A história começa da infância de
Kehinde, falando sobre sua relação familiar, isso é bastante importante, pois inúmeras heroínas negras sempre observamos que o nascimento, a origem são desconhecidas e Ana Maria Gonçalves meio que restitui isso a Kehinde, ela começa a dar humanidade a essa mulher negra.
Depois do assassinato de sua mãe e seu irmão (acho que isso foi um spoiler, desculpa), Kehinde, sua irmã gêmea (Taiwo) e sua avó partem para outra cidade. A caminhada é bastante difícil e a narrativa traz os pensamentos e visão de uma criança durante esse trajeto, é de tamanha sensibilidade a escrita que realmente parece que tem uma criança narrando todo o percurso.
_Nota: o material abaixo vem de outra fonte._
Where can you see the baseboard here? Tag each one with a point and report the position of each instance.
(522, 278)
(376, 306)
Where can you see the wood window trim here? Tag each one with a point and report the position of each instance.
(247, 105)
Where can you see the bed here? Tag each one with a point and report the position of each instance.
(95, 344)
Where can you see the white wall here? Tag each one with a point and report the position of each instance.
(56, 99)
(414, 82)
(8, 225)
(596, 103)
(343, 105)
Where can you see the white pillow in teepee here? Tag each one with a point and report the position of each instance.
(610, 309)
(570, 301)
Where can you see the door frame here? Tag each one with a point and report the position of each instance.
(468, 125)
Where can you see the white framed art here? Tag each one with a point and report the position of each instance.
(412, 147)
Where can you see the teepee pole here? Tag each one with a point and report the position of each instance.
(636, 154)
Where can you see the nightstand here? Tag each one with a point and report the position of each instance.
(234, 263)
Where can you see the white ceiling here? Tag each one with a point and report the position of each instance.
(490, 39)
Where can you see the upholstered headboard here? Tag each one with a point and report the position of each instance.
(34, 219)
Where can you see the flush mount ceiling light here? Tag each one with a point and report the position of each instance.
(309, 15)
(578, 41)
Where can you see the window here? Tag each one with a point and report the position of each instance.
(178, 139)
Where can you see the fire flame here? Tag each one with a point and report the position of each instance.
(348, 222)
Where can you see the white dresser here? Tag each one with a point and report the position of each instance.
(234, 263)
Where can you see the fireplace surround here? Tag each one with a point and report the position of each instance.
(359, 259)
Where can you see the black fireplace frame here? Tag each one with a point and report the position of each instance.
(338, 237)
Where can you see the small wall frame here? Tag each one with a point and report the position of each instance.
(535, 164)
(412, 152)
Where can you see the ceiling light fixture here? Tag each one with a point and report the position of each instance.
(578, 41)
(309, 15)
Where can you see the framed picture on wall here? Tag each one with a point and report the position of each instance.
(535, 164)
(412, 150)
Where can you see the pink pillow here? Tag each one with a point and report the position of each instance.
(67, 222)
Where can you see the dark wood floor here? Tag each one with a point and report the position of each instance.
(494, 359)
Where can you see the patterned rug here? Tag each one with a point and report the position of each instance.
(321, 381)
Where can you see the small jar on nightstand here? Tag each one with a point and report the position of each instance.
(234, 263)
Depois do assassinato de sua mãe e seu irmão (acho que isso foi um spoiler, desculpa), Kehinde, sua irmã gêmea (Taiwo) e sua avó partem para outra cidade. A caminhada é bastante difícil e a narrativa traz os pensamentos e visão de uma criança durante esse trajeto, é de tamanha sensibilidade a escrita que realmente parece que tem uma criança narrando todo o percurso.
Dando um salto na história ... Kehinde e
Taiwo vão ver o mar na cidade onde se encontram e nesse momento são capturadas juntamente
com a sua avó.
“Ela (avó)
disse que, assim que que desembarcássemos no estrangeiro, e se ela ainda
estivesse viva, faríamos uma cerimônia digna para Taiwo, porque nem para a
minha mãe ou para o Kokumo fizemos de acordo com as tradições, apenas como
tinha sido possível. Eu, assim que desse, também teria que mandar fazer um
pingente que representasse a Taiwo e traze-lo sempre comigo, de preferência
pendurado no pescoço.”
A avó faleceu antes de desembarcarem,
apenas Kehinde desceu no Brasil e desse momento vou dar outro salto e passar já
para o momento que ela encontra Agontiné. Inclusive falei sobre Agontiné na
resenha do livro Heroínas Negras Brasileiras em 15 cordéis, a Jarid Arraes
fez um cordel muito lindo sobre ela.
“A mulher se apresentou a nós como Maria
Mineira Naê e disse que em África tinha outro nome, Agontimé. Foi então que eu
percebi que estava frente a frente com a rainha de Abomé, sobre quem muitas vezes
tinha ouvido a minha avó falar, realçando a sua bondade com o povo e a
dedicação aos voduns.”
Essa não foi a única vez que Kehinde
encontra Agontimé, mais pra frente elas se encontram e constroem uma relação
muito intima que favorece bastante a Kehinde quando ela volta pra África, este reencontro está muito relacionado a religiosidade, uma parte da historia de grande aprendizado pra nós leitoras. A história
contada no livro é uma carta, uma carta destinada a Luís Gama, ela faz menção
ao filho durante toda a narrativa, mesmo quando volta pra África
Kenhide ainda continua escrevendo para o seu filho ‘perdido’.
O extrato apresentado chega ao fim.